Enter the purchase price, current monthly profit, and an expected annual growth rate. The calculator models payback, IRR, and year-by-year cash flows assuming you sell at the end of year 3 at the same monthly multiple you paid.
Acquisition payback and IRR calculator inputs and results
Year-by-year cash flows
| Year | Annual profit | Cumul. earnings |
|---|
Sale proceeds assume exit at the same monthly multiple as the purchase price.
How this calculator works
Payback period is computed month by month: each month's profit grows from the current monthly figure at the entered annual growth rate, and the running total is compared to the purchase price. The month where cumulative earnings first exceed the purchase price is the payback period. This is an undiscounted measure — it doesn't account for the time value of money, but it captures the most intuitive risk question: how long until I've earned my money back?
The 3-year IRR is solved from four cash flows: the purchase price as a negative outflow today, annual profits in years 1, 2, and 3, and an estimated exit price at the end of year 3. The exit is modelled at the same monthly multiple as the entry price — if the business has grown, the absolute exit price will be higher. IRR is the discount rate that makes the net present value of those four flows equal to zero.
Use the SDE valuation calculator to estimate a fair purchase price before running this model.
About this tool
This tool models the return on buying an online business. Inputs: purchase price, current monthly net profit, and expected annual growth rate. Outputs: implied purchase multiple, payback period in months, 3-year IRR (assuming a sale at the same monthly multiple), and a year-by-year cash flow table showing annual profits and cumulative earnings.
Frequently asked questions
What does payback period measure?
Payback period is the number of months until cumulative profits from the business equal the purchase price — in other words, when you've earned back what you paid. It's an undiscounted measure that ignores time value of money, but it's how most buyers intuitively think about risk. Most experienced buyers target under 36–48 months; beyond 60 months the deal requires high confidence in growth to justify the risk.
How is the 3-year IRR calculated?
The IRR is solved from four cash flows: the purchase price as a negative outflow at year 0, annual profits in years 1, 2, and 3 (growing at the entered rate), and an estimated sale price at the end of year 3. The sale price assumes you exit at the same monthly multiple you paid — so if the business has grown, the absolute price is higher.

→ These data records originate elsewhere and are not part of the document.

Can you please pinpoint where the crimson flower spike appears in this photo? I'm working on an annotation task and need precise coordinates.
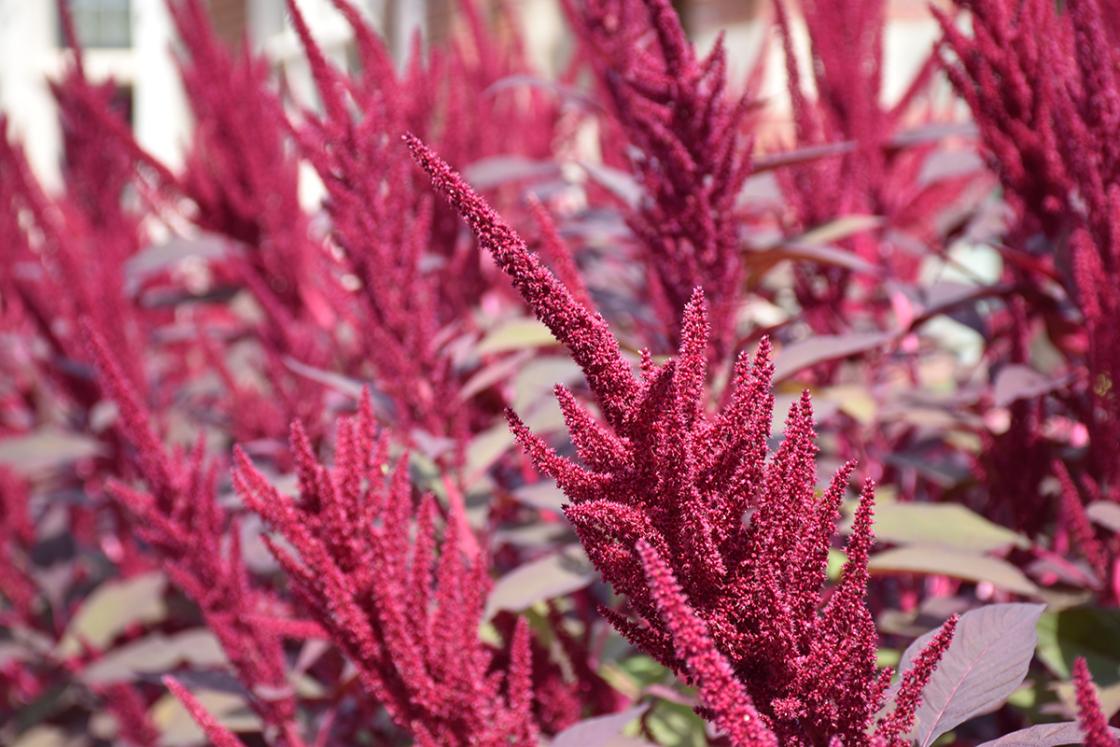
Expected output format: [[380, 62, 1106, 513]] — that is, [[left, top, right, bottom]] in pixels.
[[408, 138, 954, 747], [403, 133, 638, 428], [164, 675, 245, 747], [1073, 656, 1120, 747], [233, 394, 539, 747], [637, 540, 778, 747]]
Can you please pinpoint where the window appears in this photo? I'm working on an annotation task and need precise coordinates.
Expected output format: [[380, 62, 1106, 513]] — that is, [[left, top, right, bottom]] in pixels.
[[58, 0, 132, 48]]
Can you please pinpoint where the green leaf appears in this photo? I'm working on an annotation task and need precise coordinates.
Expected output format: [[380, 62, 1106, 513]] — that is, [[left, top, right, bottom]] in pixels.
[[796, 215, 883, 246], [774, 332, 895, 382], [57, 572, 167, 657], [485, 544, 595, 619], [1085, 501, 1120, 533], [868, 544, 1038, 597], [1038, 606, 1120, 688], [475, 317, 559, 355], [842, 503, 1030, 553], [828, 548, 848, 581], [0, 426, 101, 477], [148, 690, 261, 747], [78, 628, 228, 685], [645, 700, 708, 747]]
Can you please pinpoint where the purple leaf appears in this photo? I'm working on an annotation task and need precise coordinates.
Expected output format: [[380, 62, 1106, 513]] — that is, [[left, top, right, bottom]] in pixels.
[[898, 604, 1046, 747], [980, 721, 1120, 747], [1085, 501, 1120, 532], [552, 706, 647, 747], [992, 365, 1065, 408], [774, 332, 895, 382], [486, 545, 595, 619]]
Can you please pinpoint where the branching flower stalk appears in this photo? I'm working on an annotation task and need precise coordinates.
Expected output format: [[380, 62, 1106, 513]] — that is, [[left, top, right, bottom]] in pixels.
[[407, 137, 952, 745]]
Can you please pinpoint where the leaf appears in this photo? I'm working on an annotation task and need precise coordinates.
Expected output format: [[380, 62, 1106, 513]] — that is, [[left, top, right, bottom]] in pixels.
[[868, 544, 1038, 596], [459, 351, 533, 401], [0, 426, 102, 477], [483, 74, 603, 110], [475, 317, 559, 355], [1052, 678, 1120, 720], [283, 355, 365, 403], [57, 572, 167, 657], [1038, 606, 1120, 688], [510, 355, 584, 412], [11, 726, 71, 747], [552, 706, 648, 747], [744, 241, 879, 274], [795, 215, 883, 246], [774, 332, 894, 382], [78, 628, 228, 685], [1085, 501, 1120, 532], [485, 544, 595, 619], [750, 140, 856, 174], [992, 365, 1065, 408], [124, 234, 233, 296], [513, 479, 570, 513], [916, 150, 984, 187], [645, 700, 709, 747], [148, 690, 261, 747], [579, 161, 644, 208], [842, 503, 1030, 554], [898, 604, 1046, 747], [463, 156, 560, 189], [466, 422, 514, 485], [979, 721, 1120, 747]]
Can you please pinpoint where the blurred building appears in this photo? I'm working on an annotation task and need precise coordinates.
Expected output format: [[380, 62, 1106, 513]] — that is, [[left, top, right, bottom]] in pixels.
[[0, 0, 936, 192]]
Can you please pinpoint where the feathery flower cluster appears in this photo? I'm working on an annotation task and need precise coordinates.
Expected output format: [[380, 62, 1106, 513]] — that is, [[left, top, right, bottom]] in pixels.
[[939, 0, 1120, 485], [566, 0, 752, 354], [774, 0, 974, 333], [289, 0, 477, 438], [86, 327, 304, 747], [233, 396, 538, 747], [408, 138, 951, 745], [168, 0, 329, 327], [1073, 656, 1120, 747]]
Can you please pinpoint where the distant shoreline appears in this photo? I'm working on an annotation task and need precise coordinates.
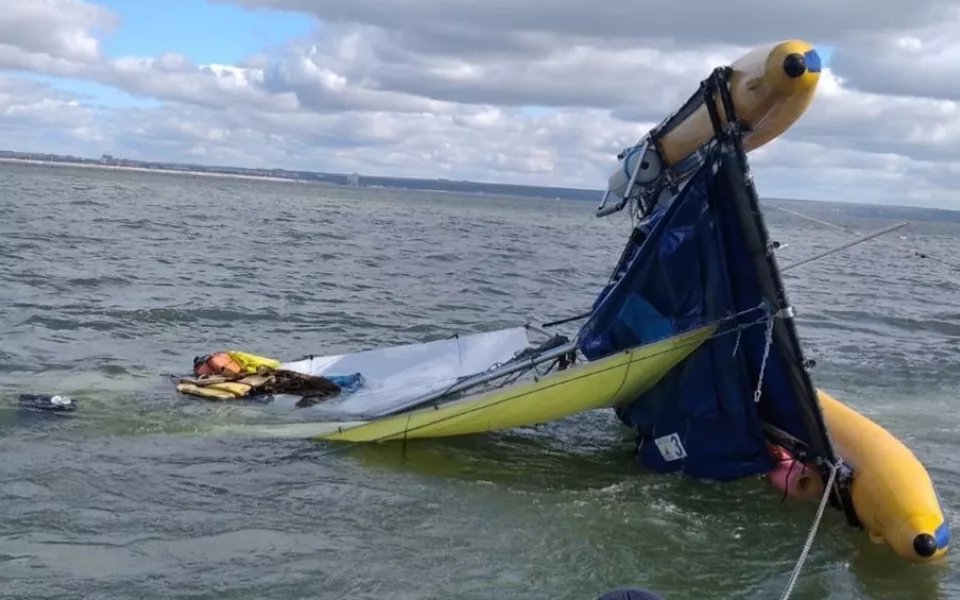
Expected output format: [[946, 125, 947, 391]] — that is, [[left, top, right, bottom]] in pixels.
[[0, 157, 300, 183]]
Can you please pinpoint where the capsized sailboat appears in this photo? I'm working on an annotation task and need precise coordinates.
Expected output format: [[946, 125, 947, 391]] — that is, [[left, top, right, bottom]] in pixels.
[[178, 41, 949, 562]]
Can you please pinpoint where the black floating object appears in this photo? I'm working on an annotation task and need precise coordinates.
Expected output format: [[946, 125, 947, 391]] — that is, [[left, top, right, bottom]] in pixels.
[[20, 394, 77, 414], [783, 52, 807, 79]]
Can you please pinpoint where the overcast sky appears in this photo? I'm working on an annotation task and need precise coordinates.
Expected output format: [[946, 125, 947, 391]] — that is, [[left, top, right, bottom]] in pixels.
[[0, 0, 960, 208]]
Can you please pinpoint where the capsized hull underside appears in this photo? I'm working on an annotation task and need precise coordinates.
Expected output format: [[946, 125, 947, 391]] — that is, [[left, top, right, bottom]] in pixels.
[[212, 325, 716, 442]]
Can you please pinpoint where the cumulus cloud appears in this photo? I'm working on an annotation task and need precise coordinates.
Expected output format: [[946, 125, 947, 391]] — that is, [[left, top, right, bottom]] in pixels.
[[0, 0, 960, 207]]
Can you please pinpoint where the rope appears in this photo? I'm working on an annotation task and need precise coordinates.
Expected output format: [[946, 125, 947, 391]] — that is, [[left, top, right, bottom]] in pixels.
[[780, 459, 841, 600], [752, 304, 775, 404], [770, 205, 960, 271]]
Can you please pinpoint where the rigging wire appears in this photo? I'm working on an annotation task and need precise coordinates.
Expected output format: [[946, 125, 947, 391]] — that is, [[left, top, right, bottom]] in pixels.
[[770, 204, 960, 271]]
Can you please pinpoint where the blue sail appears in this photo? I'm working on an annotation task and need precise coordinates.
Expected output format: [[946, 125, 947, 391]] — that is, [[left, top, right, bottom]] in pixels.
[[578, 146, 833, 481]]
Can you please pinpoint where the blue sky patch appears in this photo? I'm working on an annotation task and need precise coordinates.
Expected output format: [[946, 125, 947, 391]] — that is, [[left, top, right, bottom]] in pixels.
[[97, 0, 320, 64]]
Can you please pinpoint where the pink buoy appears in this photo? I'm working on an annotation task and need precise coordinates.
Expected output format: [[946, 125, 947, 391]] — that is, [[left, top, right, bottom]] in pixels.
[[767, 446, 823, 500]]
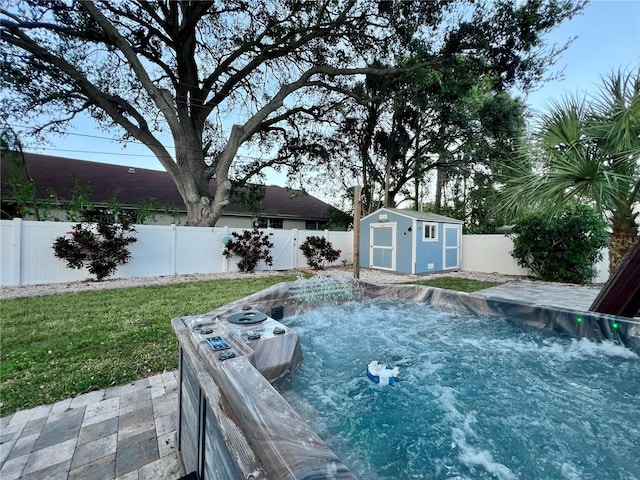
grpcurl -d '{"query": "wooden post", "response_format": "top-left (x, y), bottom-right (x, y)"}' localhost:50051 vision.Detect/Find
top-left (353, 185), bottom-right (362, 278)
top-left (589, 240), bottom-right (640, 318)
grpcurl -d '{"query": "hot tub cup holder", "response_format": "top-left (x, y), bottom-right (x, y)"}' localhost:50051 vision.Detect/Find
top-left (207, 336), bottom-right (231, 351)
top-left (227, 311), bottom-right (267, 325)
top-left (218, 350), bottom-right (236, 362)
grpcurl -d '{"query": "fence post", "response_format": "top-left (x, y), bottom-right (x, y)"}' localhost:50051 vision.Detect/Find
top-left (11, 218), bottom-right (22, 286)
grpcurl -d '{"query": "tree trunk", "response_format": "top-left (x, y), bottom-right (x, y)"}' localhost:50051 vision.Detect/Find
top-left (433, 167), bottom-right (447, 212)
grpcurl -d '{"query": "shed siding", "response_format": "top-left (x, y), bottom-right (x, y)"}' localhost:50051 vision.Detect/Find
top-left (360, 209), bottom-right (462, 275)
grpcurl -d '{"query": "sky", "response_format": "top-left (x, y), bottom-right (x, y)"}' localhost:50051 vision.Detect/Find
top-left (13, 0), bottom-right (640, 196)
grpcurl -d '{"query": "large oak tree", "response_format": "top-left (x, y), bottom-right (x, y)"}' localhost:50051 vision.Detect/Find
top-left (0, 0), bottom-right (577, 225)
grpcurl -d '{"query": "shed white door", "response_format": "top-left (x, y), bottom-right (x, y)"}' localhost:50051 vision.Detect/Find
top-left (369, 223), bottom-right (396, 271)
top-left (442, 223), bottom-right (461, 270)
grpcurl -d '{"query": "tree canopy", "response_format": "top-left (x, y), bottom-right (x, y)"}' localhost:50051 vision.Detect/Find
top-left (503, 67), bottom-right (640, 273)
top-left (0, 0), bottom-right (582, 225)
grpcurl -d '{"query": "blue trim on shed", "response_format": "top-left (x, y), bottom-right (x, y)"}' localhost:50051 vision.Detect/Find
top-left (360, 208), bottom-right (462, 275)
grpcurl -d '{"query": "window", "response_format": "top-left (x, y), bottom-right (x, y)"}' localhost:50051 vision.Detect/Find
top-left (255, 217), bottom-right (283, 228)
top-left (269, 218), bottom-right (282, 228)
top-left (304, 220), bottom-right (327, 230)
top-left (422, 222), bottom-right (438, 242)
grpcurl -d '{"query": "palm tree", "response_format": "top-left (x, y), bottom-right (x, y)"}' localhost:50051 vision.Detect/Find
top-left (503, 68), bottom-right (640, 273)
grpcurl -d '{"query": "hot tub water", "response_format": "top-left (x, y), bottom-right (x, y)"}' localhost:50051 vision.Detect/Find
top-left (278, 300), bottom-right (640, 480)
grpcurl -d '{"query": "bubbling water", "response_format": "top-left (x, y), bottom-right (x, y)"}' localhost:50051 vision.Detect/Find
top-left (278, 300), bottom-right (640, 480)
top-left (289, 275), bottom-right (362, 304)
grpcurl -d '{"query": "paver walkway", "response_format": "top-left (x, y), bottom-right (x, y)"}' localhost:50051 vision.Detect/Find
top-left (0, 281), bottom-right (599, 480)
top-left (475, 280), bottom-right (601, 311)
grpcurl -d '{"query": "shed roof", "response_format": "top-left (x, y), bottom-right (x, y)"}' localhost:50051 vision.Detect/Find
top-left (363, 207), bottom-right (464, 224)
top-left (1, 151), bottom-right (329, 220)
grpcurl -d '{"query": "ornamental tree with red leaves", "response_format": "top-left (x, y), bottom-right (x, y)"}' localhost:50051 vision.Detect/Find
top-left (53, 210), bottom-right (137, 282)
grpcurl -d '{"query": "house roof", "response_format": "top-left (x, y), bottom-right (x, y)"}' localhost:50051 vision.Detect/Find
top-left (1, 151), bottom-right (336, 220)
top-left (363, 207), bottom-right (464, 224)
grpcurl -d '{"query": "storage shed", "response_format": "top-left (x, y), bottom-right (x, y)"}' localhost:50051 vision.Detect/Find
top-left (360, 208), bottom-right (463, 275)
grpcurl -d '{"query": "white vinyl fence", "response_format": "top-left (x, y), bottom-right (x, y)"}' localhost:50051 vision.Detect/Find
top-left (0, 219), bottom-right (608, 286)
top-left (0, 219), bottom-right (353, 286)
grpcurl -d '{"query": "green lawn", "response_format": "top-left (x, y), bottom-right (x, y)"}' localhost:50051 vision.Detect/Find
top-left (0, 276), bottom-right (296, 416)
top-left (0, 276), bottom-right (495, 416)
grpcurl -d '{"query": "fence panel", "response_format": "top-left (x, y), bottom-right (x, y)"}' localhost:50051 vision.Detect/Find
top-left (115, 225), bottom-right (175, 278)
top-left (460, 235), bottom-right (529, 275)
top-left (174, 227), bottom-right (231, 275)
top-left (0, 219), bottom-right (608, 286)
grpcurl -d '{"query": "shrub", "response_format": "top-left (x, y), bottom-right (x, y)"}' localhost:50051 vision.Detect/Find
top-left (53, 211), bottom-right (137, 282)
top-left (300, 236), bottom-right (340, 270)
top-left (511, 205), bottom-right (608, 283)
top-left (222, 228), bottom-right (273, 273)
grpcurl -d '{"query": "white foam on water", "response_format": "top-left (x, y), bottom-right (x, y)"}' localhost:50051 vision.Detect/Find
top-left (284, 301), bottom-right (640, 480)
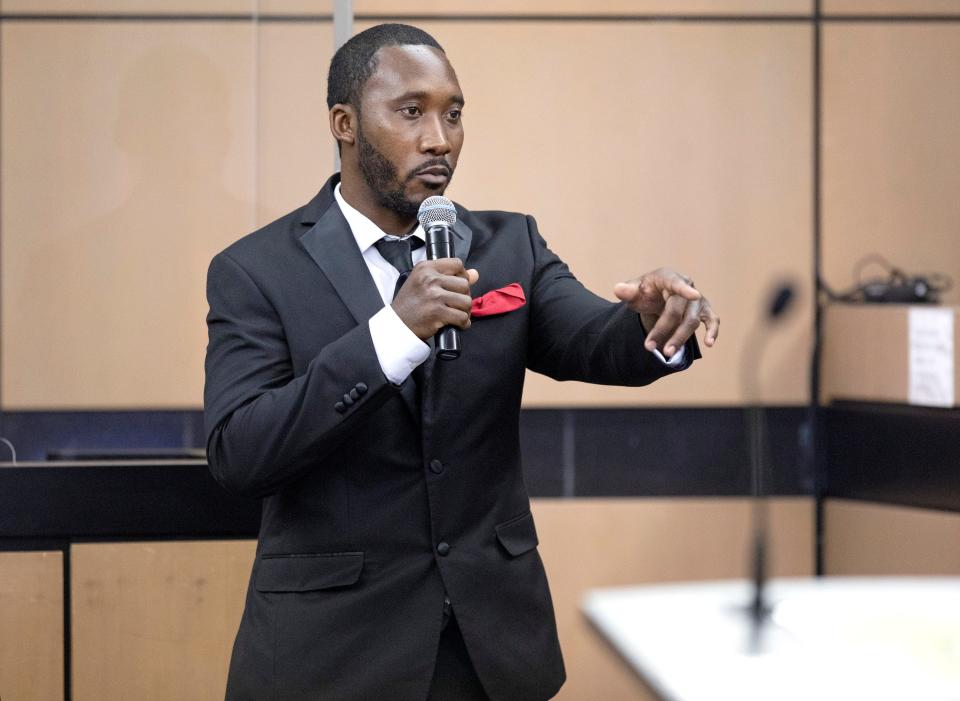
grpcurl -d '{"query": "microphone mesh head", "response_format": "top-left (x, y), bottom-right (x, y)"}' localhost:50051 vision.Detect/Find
top-left (417, 195), bottom-right (457, 229)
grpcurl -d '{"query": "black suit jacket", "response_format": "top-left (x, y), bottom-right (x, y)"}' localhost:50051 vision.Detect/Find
top-left (204, 176), bottom-right (696, 701)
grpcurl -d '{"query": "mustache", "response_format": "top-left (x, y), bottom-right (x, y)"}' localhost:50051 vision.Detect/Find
top-left (404, 157), bottom-right (453, 180)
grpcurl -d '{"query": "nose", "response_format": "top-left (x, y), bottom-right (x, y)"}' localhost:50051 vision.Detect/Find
top-left (420, 117), bottom-right (451, 156)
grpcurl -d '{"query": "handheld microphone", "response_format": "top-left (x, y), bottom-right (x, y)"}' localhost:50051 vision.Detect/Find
top-left (417, 195), bottom-right (460, 360)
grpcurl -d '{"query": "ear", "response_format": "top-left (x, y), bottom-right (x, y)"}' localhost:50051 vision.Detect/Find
top-left (330, 102), bottom-right (357, 146)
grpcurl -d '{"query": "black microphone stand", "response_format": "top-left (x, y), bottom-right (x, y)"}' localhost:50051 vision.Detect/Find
top-left (740, 283), bottom-right (793, 654)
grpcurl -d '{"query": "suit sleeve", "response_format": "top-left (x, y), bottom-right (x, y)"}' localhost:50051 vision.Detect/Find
top-left (204, 253), bottom-right (399, 497)
top-left (527, 216), bottom-right (700, 386)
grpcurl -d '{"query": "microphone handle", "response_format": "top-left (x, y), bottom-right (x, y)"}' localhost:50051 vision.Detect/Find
top-left (426, 223), bottom-right (460, 360)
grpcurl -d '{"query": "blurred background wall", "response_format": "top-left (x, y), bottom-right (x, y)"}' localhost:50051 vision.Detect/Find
top-left (0, 0), bottom-right (960, 699)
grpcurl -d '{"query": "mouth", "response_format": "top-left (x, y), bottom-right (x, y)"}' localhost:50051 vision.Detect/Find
top-left (416, 166), bottom-right (450, 185)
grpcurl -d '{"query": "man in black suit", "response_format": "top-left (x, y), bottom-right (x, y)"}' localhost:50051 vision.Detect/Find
top-left (205, 25), bottom-right (719, 701)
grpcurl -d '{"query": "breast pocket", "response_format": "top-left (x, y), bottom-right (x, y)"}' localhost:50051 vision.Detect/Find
top-left (495, 511), bottom-right (540, 557)
top-left (255, 552), bottom-right (363, 592)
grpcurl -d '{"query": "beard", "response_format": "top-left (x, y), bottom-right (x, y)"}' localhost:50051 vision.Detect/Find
top-left (357, 128), bottom-right (453, 217)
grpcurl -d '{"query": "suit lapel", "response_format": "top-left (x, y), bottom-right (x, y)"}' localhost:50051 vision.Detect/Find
top-left (300, 179), bottom-right (429, 424)
top-left (300, 201), bottom-right (383, 324)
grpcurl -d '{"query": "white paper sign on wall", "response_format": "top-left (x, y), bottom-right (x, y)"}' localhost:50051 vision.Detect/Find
top-left (908, 307), bottom-right (956, 407)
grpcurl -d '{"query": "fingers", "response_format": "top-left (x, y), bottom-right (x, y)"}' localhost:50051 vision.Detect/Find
top-left (663, 301), bottom-right (703, 358)
top-left (644, 295), bottom-right (720, 358)
top-left (700, 299), bottom-right (720, 347)
top-left (391, 258), bottom-right (479, 340)
top-left (643, 295), bottom-right (696, 357)
top-left (613, 268), bottom-right (702, 314)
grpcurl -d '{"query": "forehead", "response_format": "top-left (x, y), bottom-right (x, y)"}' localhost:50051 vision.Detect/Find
top-left (362, 45), bottom-right (460, 102)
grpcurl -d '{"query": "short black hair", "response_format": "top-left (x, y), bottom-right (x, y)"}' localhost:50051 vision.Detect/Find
top-left (327, 24), bottom-right (446, 110)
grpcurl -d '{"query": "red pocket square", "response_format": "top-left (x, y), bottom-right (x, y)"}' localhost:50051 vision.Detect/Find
top-left (470, 282), bottom-right (527, 316)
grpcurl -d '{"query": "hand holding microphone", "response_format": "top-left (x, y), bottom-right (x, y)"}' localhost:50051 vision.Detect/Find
top-left (392, 197), bottom-right (479, 360)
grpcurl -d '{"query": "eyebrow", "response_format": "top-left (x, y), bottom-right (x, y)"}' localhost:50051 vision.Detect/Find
top-left (393, 90), bottom-right (467, 107)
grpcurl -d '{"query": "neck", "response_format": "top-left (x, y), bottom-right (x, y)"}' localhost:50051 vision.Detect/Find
top-left (340, 172), bottom-right (417, 236)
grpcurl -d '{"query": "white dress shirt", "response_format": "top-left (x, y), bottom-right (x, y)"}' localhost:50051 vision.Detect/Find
top-left (333, 183), bottom-right (686, 385)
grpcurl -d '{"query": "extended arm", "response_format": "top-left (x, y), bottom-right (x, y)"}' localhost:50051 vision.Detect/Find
top-left (527, 217), bottom-right (700, 386)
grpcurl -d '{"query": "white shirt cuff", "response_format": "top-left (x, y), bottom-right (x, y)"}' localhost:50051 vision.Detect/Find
top-left (370, 304), bottom-right (430, 385)
top-left (653, 346), bottom-right (687, 368)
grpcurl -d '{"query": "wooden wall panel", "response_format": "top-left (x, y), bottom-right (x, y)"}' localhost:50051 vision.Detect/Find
top-left (823, 23), bottom-right (960, 304)
top-left (0, 22), bottom-right (256, 410)
top-left (2, 22), bottom-right (810, 410)
top-left (358, 22), bottom-right (812, 406)
top-left (255, 22), bottom-right (335, 224)
top-left (72, 541), bottom-right (255, 701)
top-left (62, 499), bottom-right (813, 701)
top-left (2, 0), bottom-right (812, 16)
top-left (0, 552), bottom-right (63, 701)
top-left (0, 0), bottom-right (302, 15)
top-left (353, 0), bottom-right (812, 16)
top-left (822, 0), bottom-right (960, 15)
top-left (824, 499), bottom-right (960, 576)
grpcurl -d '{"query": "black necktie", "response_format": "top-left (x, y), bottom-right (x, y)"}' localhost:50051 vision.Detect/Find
top-left (373, 236), bottom-right (423, 297)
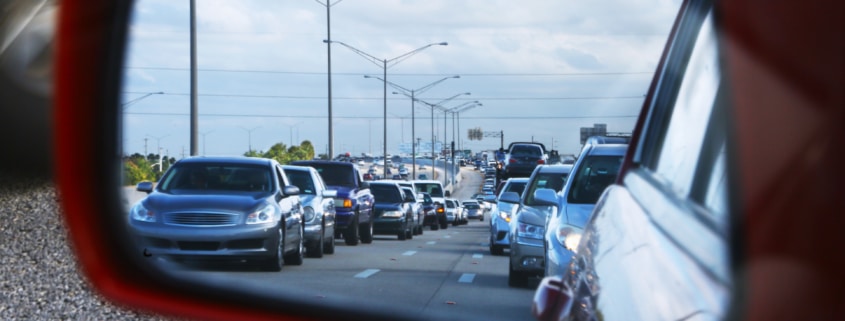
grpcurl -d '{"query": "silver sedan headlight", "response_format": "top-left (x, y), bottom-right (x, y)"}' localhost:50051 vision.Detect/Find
top-left (302, 206), bottom-right (317, 222)
top-left (555, 225), bottom-right (583, 253)
top-left (246, 205), bottom-right (280, 224)
top-left (130, 202), bottom-right (156, 222)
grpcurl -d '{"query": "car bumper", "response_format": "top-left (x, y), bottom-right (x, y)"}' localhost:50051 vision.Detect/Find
top-left (373, 218), bottom-right (407, 234)
top-left (490, 217), bottom-right (511, 248)
top-left (131, 224), bottom-right (279, 259)
top-left (545, 238), bottom-right (575, 276)
top-left (510, 239), bottom-right (545, 274)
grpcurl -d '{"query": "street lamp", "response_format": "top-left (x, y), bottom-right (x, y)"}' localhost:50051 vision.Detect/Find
top-left (364, 75), bottom-right (461, 177)
top-left (120, 91), bottom-right (164, 110)
top-left (323, 40), bottom-right (448, 164)
top-left (202, 130), bottom-right (214, 155)
top-left (314, 0), bottom-right (343, 159)
top-left (288, 122), bottom-right (303, 147)
top-left (241, 126), bottom-right (261, 154)
top-left (410, 92), bottom-right (470, 177)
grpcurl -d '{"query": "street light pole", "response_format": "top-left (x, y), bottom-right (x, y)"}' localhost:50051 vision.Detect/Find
top-left (372, 75), bottom-right (461, 179)
top-left (241, 126), bottom-right (261, 154)
top-left (323, 40), bottom-right (449, 165)
top-left (314, 0), bottom-right (343, 160)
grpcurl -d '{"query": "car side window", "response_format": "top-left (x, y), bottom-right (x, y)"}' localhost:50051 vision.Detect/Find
top-left (655, 13), bottom-right (719, 198)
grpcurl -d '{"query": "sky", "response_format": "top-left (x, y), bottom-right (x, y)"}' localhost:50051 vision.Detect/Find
top-left (121, 0), bottom-right (680, 159)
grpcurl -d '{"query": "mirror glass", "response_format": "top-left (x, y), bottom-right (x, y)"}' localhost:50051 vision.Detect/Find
top-left (120, 0), bottom-right (680, 320)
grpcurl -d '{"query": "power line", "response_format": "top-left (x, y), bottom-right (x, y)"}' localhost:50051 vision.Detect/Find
top-left (126, 67), bottom-right (654, 77)
top-left (123, 91), bottom-right (643, 100)
top-left (124, 112), bottom-right (639, 120)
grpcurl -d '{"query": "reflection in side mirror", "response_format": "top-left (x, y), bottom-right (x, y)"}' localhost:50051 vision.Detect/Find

If you expect multiple expansion at exit, the actual IRR will be better than shown.
What is a monthly multiple?
The monthly multiple is purchase price divided by current monthly net profit. It's the standard metric used by online business brokers and marketplaces — a $400,000 business earning $8,000/month trades at a 50× monthly multiple (roughly 4.2× annual). Typical ranges: 30–50× for stable content and ecommerce, 40–70× for growing SaaS.
Why does growth rate have such a large effect on IRR?
Growth compounds in two ways simultaneously. It increases the annual profits you receive each year, and it increases the terminal value when you sell — because you're selling at the same multiple on a higher earnings base. Even a modest 10–15% annual growth rate dramatically improves IRR because the terminal value is a large share of total return in any business acquisition.